Smart Data enabling Personalized Digital Health (4 Giugno 2014, ore 16:00, AULA FA2C)
Abstract:
The proliferation of smartphones and sensors, the continuous monitoring of physiology and environment (personal health signals), notifications from public health sources (public health signals), and more digital access to clinical data, are resulting in massive multisensory and multimodal observational data. The technology has significant potential to improve health and well-being, through early detection, better diagnosis, effective prevention and treatment of a disease; and improved the quality of life. However, to make this personalized digital medicine a reality, it is crucial to derive actionable insights from data including heterogeneous and fine-grained observations.
At Kno.e.sis, we have collaborations with clinicians in growing number of specializations (Cardiovascular, Pulmonology, Gastroenterology) to study personalized health decision making that involve the use of real-world patient data, deep background knowledge and well targeted clinical applications. For example:
- For a patient discharged from hospital with Acute Decompensated Heart Failure, can we compute post hospital discharge risk factor to reduce 30-day readmissions?
- For children with Asthma, can we predict an impending attack to enable actions that prevent an attack reducing the need for post-attack symptomatic relief?
- For Parkinson’s Disease, can we characterize the progression to adjust medication and therapeutic changes?
The above provides the context for a research agenda around what I call Smart Data, which (a) provides value from harnessing the challenges posed by volume, velocity, variety and veracity of Big Data, in-turn providing actionable information and improve decision making, and/or (b) is focused on the actionable value achieved by human involvement in data creation, processing and consumption phases for improving the Human experience. In describing Smart Data approach to above heath applications, I will cover the following technical capabilities that adds semantics to enhance or complement traditional NLP and ML centric solutions:
- Semantic Sensor Web- including semantic computation infrastructure, ability to semi-automatically create domain specific background knowledge (ontology) from unstructured data (e.g., EMR), and automatically do semantic annotation of multimodal and multisensory data
- Semantic perception – convert low level signals into higher level abstractions using IntellegO framework that utilizes domain knowledge and hybrid abductive/deductive reasoning
- Intelligence at Edge - perform scalable and efficient semantic computation on resource constrained devices
Deriving Value via harnessing Volume, Variety, and Velocity using semantic techniques and technologies
Abstract:
Big Data has captured a lot of interest in industry, with anticipation of better decisions, efficient organizations, and many new jobs. Much of the emphasis is on the challenges of the four Vs of Big Data: Volume, Variety, Velocity, and Veracity, and technologies that handles volume, including storage and computational techniques to support analysis (Hadoop, NoSQL, MapReduce, etc), and. However, the most important feature of Big Data, the raison d'etre, is none of these 4 Vs -- but value. In this talk, I will forward the concept of Smart Data that is realized by extracting value from a variety of data, and how Smart Data for growing variety (e.g., social, sensor/IoT, health care) of Big Data enable much larger class of applications that can benefit not just large companies but each individual. This requires organized ways to harness and overcome the four V-challenges. In particular, we will need to utilize metadata, employ semantics and intelligent processing, and go beyond traditional reliance on ML and NLP.
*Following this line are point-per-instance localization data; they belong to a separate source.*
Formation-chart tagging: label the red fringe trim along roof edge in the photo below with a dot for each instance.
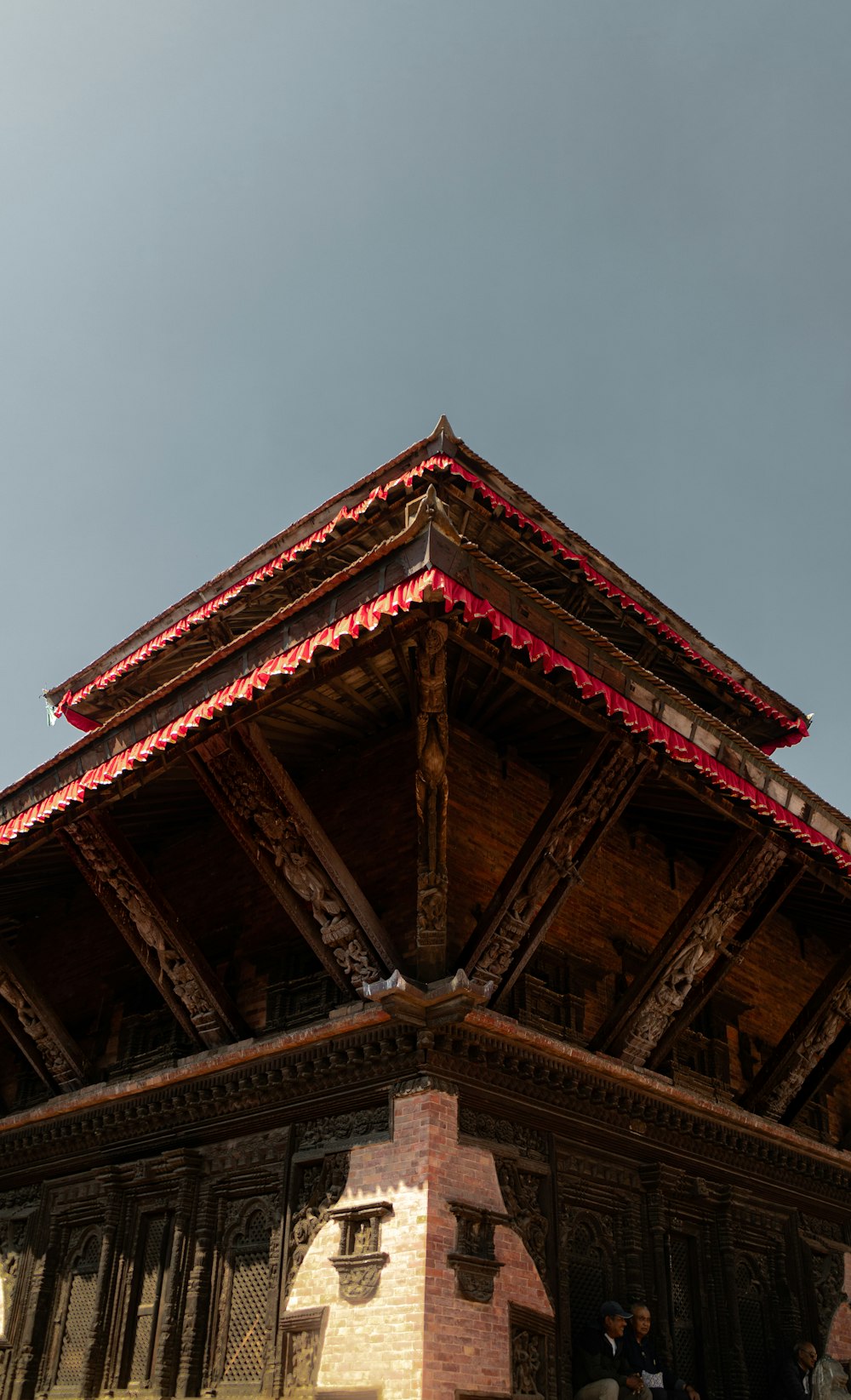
(797, 729)
(368, 618)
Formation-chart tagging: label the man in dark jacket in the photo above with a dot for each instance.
(642, 1356)
(794, 1376)
(601, 1371)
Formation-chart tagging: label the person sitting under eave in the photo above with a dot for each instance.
(642, 1356)
(601, 1368)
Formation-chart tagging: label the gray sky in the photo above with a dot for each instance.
(251, 249)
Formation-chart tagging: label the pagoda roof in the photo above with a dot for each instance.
(251, 588)
(426, 563)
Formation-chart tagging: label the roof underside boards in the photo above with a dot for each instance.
(426, 568)
(555, 559)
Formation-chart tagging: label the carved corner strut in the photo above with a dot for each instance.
(433, 794)
(473, 1258)
(360, 1260)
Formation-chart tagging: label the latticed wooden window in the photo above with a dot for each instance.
(76, 1317)
(245, 1305)
(146, 1302)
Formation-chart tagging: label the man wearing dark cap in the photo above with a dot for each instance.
(601, 1371)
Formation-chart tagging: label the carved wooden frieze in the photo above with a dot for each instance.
(43, 1029)
(279, 844)
(705, 942)
(168, 955)
(808, 1053)
(431, 791)
(360, 1260)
For harnessing volume, I will discuss the concept of Semantic Perception, that is, how to convert massive amounts of data into information, meaning, and insight useful for human decision-making. For dealing with Variety, I will discuss experience in using agreement represented in the form of ontologies, domain models, or vocabularies, to support semantic interoperability and integration. Lastly, for Velocity, I will discuss somewhat more recent work on Continuous Semantics, which seeks to use dynamically created models of new objects, concepts, and relationships and uses them to better understand new cues in the data that capture rapidly evolving events and situations.
Smart Data applications in development at Kno.e.sis come from the domains of personalized health, energy, disaster response and smart city. I will present examples from a couple of these.
Speaker Bio: Amit P. Sheth (http://knoesis.org/amit) is an educator, researcher, and entrepreneur. He is the LexisNexis Eminent Scholar and founder/executive director of the Ohio Center of Excellence in Knowledge-enabled Computing (Kno.e.sis). Kno.e.sis conducts research in social/sensor/semantic data and Web 3.0 with real-world applications and multidisciplinary solutions for translational research, healthcare and life sciences, cognitive science, material sciences, etc. Kno.e.sis' activities have resulted in Wright State University being recognized as a top organization in the world on World Wide Web in research impact. Prof. Sheth is one of top authors in Computer Science, World Wide Web and databases (cf: Microsoft Academic Search; Google H-index=85). His research has led to several commercial products, many real-world applications, and two earlier companies with two more in early stages. One of these was Taalee/Voquette/Semagix, which was likely the first company (founded in 1999) that developed Semantic Web enabled search and analysis, and semantic application development platforms. He is founding EIC of IJSWIS and co-EIC of IJSWIS and DAPD.